This milkweed tussock moth caterpillar (Euchaetes egle) and several of his friends were busy eating a milkweed plant one day on the river bank. They, like the more familiar monarch butterfly caterpillars, advertise the toxicity they get from the milkweeds with black, white and yellow colors and birds leave them alone. They were feeding on top of the leaves, right out in the open.

 2. Grass with Purple Seed Head

One day I saw this grass growing by a pond. I’ve never seen another grass with a dark purple seed head like this and I haven’t been able to identify it.

3. Lady Bug

I wonder if the aphid just above the head of this ladybug knew that he was on the menu.

4. Milkweed Aphids

I was wishing the ladybug was in my pocket when I saw all of these aphids on a swamp milkweed pod. I’m hoping I can collect some seeds from them this year but that won’t happen if aphids suck all the life out of the plants.

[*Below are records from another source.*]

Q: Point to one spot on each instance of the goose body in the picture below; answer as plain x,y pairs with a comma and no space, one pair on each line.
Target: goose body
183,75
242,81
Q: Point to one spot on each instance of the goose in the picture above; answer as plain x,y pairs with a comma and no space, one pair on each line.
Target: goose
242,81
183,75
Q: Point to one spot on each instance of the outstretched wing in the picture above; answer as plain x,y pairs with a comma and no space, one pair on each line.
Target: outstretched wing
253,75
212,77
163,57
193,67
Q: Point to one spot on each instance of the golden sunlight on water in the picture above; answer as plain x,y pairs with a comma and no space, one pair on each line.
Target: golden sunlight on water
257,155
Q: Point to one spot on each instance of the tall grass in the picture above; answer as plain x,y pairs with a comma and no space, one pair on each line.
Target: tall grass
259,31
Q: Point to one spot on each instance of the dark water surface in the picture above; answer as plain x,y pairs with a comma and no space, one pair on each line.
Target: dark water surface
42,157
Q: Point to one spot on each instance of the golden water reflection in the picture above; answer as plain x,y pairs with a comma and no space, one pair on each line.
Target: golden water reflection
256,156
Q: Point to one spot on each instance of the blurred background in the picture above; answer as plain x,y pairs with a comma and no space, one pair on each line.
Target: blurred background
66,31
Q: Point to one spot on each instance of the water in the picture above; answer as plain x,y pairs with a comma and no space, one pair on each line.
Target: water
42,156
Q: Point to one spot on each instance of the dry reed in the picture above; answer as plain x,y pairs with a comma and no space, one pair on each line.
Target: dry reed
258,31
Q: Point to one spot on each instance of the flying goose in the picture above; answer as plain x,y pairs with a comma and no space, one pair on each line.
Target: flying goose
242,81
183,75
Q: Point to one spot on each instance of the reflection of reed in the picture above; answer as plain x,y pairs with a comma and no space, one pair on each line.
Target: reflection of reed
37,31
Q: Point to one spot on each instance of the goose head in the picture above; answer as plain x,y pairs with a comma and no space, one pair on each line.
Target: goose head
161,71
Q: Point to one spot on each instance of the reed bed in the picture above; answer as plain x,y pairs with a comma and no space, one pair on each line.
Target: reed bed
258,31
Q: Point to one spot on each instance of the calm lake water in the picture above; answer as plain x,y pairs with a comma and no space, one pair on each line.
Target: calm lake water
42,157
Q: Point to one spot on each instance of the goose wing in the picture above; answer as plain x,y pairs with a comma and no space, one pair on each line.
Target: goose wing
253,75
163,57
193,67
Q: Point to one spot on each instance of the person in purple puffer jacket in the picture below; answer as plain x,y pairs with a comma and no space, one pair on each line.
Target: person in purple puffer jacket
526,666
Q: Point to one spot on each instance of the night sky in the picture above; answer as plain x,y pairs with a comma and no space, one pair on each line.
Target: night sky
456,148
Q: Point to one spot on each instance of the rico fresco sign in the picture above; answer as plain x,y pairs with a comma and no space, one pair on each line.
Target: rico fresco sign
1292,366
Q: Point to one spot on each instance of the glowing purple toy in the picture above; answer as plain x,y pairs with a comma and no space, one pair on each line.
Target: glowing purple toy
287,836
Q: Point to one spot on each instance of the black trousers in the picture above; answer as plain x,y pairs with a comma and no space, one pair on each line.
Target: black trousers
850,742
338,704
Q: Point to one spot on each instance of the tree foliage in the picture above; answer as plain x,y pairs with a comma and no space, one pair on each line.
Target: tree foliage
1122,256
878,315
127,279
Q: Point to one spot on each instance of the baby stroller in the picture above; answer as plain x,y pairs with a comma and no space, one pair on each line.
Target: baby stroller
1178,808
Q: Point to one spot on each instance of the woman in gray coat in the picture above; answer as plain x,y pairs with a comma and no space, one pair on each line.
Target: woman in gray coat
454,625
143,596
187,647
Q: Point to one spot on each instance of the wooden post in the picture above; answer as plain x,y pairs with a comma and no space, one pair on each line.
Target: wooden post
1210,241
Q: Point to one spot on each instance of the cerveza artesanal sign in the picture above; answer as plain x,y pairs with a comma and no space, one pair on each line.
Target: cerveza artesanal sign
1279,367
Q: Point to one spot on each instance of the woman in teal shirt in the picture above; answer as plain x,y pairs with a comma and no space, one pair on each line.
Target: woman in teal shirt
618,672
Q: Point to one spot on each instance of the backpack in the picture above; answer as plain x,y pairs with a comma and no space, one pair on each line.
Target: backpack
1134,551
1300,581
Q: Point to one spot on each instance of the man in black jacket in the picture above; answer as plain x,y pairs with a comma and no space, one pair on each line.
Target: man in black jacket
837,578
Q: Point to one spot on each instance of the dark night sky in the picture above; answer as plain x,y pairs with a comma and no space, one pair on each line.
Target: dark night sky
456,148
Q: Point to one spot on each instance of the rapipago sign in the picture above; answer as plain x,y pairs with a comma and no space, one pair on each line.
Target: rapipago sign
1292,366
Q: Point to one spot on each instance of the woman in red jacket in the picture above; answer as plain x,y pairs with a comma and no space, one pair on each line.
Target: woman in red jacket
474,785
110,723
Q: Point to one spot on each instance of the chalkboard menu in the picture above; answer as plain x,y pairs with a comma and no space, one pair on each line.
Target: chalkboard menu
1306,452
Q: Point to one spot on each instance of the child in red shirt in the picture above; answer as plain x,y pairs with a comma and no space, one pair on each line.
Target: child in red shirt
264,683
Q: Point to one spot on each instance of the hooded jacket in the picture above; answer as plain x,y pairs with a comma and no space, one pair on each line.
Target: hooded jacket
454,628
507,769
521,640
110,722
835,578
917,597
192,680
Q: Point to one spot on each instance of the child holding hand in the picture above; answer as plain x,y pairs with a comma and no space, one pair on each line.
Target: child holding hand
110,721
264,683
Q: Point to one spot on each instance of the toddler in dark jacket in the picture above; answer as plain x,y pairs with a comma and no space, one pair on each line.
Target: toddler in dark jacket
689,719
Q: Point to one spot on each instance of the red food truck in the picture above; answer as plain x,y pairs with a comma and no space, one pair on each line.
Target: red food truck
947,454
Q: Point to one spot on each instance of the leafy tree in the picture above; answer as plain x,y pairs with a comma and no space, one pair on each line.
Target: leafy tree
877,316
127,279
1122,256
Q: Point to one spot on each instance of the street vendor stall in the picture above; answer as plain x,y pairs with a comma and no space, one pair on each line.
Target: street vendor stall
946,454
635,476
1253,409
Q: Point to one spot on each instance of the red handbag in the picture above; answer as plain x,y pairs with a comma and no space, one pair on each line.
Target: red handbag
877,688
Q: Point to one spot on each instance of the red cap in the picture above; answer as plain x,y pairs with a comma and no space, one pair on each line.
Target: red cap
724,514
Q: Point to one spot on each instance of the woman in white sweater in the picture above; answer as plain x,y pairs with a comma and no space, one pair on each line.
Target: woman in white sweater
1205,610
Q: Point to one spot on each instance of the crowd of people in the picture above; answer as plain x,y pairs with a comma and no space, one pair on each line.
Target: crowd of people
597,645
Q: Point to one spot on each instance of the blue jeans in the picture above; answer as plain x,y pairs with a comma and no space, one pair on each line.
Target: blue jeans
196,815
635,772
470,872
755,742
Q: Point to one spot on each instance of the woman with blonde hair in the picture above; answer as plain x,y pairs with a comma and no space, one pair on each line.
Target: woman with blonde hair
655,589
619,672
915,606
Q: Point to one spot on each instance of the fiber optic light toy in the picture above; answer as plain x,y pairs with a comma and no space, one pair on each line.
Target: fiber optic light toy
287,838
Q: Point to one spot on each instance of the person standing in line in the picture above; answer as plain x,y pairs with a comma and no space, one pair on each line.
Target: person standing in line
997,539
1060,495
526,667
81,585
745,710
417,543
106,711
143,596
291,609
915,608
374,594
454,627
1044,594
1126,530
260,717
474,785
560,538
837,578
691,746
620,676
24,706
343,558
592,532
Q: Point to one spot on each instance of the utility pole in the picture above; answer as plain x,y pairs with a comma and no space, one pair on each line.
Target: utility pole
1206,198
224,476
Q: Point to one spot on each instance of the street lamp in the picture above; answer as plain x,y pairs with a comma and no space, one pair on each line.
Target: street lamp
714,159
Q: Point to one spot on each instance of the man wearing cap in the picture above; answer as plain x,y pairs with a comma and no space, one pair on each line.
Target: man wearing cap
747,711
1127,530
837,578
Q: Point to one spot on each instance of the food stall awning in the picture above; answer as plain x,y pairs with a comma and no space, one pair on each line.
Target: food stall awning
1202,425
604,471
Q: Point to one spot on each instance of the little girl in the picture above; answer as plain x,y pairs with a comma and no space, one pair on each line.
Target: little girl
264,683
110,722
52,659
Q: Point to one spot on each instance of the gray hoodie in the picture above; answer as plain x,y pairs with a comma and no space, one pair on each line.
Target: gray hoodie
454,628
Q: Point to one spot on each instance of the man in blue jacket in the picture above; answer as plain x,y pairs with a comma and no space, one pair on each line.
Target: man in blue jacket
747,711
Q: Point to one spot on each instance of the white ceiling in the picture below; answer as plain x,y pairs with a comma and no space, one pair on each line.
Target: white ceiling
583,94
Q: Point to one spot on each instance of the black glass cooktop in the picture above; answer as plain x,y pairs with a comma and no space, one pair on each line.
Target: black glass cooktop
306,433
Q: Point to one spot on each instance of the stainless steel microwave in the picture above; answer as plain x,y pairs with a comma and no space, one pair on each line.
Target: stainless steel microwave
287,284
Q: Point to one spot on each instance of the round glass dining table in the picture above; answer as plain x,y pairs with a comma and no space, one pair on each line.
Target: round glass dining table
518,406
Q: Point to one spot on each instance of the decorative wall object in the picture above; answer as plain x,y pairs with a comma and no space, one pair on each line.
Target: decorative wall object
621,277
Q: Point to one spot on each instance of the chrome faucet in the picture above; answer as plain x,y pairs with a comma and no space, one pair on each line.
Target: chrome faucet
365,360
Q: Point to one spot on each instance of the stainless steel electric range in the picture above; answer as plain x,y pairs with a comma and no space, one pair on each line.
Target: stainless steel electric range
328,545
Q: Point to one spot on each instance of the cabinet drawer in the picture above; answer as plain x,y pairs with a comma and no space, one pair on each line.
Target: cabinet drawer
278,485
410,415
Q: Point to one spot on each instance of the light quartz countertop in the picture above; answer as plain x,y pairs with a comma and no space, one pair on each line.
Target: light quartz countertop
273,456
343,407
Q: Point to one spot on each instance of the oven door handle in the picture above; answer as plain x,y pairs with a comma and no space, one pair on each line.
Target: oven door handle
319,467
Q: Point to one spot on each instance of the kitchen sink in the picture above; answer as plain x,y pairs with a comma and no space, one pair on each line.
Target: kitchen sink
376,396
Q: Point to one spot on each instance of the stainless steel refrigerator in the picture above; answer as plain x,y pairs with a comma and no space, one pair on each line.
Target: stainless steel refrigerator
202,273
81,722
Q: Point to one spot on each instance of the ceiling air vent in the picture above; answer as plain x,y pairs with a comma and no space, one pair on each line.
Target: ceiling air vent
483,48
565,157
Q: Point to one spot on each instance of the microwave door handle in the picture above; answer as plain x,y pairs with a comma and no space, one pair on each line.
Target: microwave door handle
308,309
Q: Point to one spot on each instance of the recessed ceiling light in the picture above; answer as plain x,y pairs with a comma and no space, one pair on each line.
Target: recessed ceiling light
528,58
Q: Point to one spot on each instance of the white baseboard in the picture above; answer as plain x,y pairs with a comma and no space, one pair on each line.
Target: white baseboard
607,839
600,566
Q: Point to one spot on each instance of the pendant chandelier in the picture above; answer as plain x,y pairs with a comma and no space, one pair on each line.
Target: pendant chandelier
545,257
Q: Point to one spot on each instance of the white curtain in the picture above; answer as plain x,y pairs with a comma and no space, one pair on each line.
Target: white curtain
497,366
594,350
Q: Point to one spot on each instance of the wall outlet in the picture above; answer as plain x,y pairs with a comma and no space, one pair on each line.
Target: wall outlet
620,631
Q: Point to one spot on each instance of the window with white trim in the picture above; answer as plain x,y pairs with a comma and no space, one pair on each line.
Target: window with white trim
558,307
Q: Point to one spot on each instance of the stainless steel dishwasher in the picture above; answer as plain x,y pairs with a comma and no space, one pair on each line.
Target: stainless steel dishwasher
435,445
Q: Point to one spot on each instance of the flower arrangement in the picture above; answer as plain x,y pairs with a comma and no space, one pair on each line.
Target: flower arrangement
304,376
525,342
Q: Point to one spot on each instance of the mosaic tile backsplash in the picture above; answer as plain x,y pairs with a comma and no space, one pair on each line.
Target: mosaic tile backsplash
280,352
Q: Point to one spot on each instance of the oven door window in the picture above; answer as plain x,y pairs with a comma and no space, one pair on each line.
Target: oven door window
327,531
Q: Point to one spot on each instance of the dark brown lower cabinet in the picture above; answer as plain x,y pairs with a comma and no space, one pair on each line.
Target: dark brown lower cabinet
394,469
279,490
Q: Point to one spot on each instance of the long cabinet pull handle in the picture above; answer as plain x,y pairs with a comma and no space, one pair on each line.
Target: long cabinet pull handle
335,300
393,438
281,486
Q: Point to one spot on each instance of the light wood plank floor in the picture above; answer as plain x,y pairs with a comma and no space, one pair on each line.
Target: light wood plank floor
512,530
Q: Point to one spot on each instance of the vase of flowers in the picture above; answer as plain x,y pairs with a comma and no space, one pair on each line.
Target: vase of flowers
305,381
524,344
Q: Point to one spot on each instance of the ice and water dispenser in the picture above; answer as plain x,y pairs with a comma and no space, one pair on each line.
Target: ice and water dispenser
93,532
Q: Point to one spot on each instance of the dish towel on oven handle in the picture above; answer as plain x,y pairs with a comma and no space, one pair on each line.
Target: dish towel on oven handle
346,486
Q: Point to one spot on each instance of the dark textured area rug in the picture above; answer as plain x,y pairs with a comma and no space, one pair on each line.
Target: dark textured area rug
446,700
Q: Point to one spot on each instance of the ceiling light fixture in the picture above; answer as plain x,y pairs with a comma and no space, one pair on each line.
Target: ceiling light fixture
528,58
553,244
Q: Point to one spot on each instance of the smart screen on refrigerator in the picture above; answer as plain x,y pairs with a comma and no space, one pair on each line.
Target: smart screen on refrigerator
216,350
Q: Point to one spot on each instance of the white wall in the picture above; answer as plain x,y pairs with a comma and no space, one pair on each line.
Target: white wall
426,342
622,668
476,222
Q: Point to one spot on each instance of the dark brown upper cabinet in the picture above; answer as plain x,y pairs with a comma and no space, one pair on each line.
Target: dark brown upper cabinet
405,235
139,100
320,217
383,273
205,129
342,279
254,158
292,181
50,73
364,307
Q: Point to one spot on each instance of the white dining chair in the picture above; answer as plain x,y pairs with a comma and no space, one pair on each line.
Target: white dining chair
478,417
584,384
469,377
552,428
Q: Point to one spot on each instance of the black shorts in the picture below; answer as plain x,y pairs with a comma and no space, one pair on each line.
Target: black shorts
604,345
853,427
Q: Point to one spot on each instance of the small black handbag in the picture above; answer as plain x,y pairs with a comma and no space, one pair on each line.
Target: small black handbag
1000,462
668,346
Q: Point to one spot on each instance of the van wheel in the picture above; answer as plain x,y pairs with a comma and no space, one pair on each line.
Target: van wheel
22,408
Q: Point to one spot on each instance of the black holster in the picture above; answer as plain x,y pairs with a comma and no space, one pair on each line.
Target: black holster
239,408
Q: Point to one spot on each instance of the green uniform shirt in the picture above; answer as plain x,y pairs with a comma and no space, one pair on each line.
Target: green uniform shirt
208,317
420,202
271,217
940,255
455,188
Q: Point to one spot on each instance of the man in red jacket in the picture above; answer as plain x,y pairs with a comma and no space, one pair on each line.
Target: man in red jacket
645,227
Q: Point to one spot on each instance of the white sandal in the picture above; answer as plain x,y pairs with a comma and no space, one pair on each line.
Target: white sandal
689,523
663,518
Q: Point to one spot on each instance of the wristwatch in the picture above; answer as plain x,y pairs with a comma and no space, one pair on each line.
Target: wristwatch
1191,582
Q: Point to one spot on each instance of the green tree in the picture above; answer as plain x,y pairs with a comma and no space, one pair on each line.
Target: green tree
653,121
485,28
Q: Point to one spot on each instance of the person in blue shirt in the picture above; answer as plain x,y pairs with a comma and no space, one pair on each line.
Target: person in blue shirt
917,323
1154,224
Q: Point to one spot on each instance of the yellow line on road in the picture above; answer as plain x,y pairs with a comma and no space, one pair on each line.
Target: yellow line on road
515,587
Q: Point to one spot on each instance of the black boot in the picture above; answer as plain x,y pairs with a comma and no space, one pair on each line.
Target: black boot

 5. Eastern Tailed Blue Butterfly aka Cupido comyntas

This little butterfly led me down an interesting path recently. I saw a flash of blue wings and followed it around until it let me take some photos. Then when it came time to identify it I convinced myself that it was a Karner blue butterfly (Lycaeides melissa samuelis,) which is endangered and protected under federal law, and which you can go to jail for chasing.  After I caught my breath I took a closer look and noticed the little “tails” coming from the hind wings. They are one of the things that separate the Eastern tailed blue butterfly (Cupido comyntas) from the Karner blue so I was safe, but that was close!

6. Eastern Tailed Blue Butterfly aka Cupido comyntas By D. Gordon E. Robertson

I couldn’t get a shot of the eastern tailed blue butterfly with its wings open but I did find this excellent photo by D. Gordon E. Robertson on Wikipedia so you could see the same beautiful wing color that I saw. Just in case anyone reading this might be wondering, I’ve sworn off chasing blue butterflies.

7. Possible Common Wood Nymph aka Cercyonis pegala

I didn’t have to chase this brown butterfly. It just sat there and let me take as many photos as I wanted when its wings were closed, but every time I tried to get a shot with the wings open it closed them. I still wonder if it was reading my mind. At first I thought it was a common wood nymph (Cercyonis pegala) but now I’m not so sure. It had large spots on its upper wings.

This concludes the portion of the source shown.